Bauarbeiten auf dem Scheibelberg im Zeitplan

Mehr Komfort, größere Kapazität

  • schließen
  • Weitere
    schließen
+
Mit Beginn der neuen Wintersaison soll die neue Scheibenberg-Sesselbahn fertiggestellt sein. Derzeit laufen die Bauarbeiten auf Hochtouren. Hier ein Blick auf die Bergstation, deren Rohbau nahezu fertig ist.

Reit im Winkl - Auf Hochtouren laufen derzeit die Bauarbeiten auf der Winklmoosalm, genauer auf dem Scheibelberg: Eine Sesselbahn soll dort bald den bisherigen Schlepplift ersetzen.

Dies ist nach dem Neubau des Rossalmliftes und vor dem möglichen Bau einer stattlichen Versorgungsstation in diesem Areal der zweite Schritt, um das gerade für Familien und Neueinsteiger attraktive Skigebiet zu modernisieren.

Rund 6,9 Millionen Euro investieren dabei die Gebrüder Hans und Josef Höflinger, nach Angaben des Herstellers soll dabei die modernste Sesselbahn Deutschlands entstehen. Mit "mindestens zehn Prozent" aus Zuschussgeldern des bayerischen Wirtschaftsministerium rechnen die Betreiber. Es sei hier allerdings "noch nichts entschieden", sagt Josef Höflinger.

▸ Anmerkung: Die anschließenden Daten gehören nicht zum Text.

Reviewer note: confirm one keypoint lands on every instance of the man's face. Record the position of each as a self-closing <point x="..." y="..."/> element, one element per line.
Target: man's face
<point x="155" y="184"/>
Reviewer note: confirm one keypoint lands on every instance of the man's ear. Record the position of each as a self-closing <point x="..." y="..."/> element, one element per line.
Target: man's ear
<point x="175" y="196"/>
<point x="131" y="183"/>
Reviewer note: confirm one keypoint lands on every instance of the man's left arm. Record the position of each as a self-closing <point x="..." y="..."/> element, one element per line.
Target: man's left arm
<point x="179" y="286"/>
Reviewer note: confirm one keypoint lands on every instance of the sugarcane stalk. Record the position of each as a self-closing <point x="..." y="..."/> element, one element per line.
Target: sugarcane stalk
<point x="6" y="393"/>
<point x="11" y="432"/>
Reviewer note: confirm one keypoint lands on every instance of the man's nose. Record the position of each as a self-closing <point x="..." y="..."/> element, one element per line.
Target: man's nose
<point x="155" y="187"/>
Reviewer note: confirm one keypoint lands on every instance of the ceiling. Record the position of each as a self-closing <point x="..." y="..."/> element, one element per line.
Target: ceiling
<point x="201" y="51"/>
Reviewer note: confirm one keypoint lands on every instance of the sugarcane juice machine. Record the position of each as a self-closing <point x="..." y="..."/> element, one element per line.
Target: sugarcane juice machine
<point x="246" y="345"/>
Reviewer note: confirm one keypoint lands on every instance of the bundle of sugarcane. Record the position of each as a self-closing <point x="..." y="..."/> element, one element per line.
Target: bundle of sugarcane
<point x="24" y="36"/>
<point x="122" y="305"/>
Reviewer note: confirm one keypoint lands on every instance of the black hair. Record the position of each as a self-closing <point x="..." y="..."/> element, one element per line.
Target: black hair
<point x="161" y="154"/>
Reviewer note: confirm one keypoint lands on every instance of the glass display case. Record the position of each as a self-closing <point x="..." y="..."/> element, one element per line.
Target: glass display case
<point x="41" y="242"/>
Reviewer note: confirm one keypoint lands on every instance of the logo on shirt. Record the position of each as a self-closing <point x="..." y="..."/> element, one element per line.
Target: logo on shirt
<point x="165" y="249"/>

Neben einer deutlichen Steigerung des Komforts etwa mittels einer Sitzheizung für die Wintersportler wird die neue Sechserbahn erheblich mehr Personen transportieren können: Waren dies beim Schlepplift noch 1200 je Stunde, steigt die Kapazität jetzt auf das Doppelte an; maximal können sogar bis zu 3000 Personen je Stunde befördert werden. Um knapp 300 Meter länger als die alte Lifttrasse ist der neue Transportweg, insgesamt etwa 1,15 Kilometer. Rund 1,8 Hektar Bergwald hatten für die neue Lifttrasse gerodet werden müssen. Die Talstation wurde deutlich nach unten verlagert, um die Anbindung zum "Kurvenlift" und zum "Rossalmlift" zu optimieren. Zehn Stützen werden derzeit bis zur ebenfalls neu gebauten Bergstation aufgestellt.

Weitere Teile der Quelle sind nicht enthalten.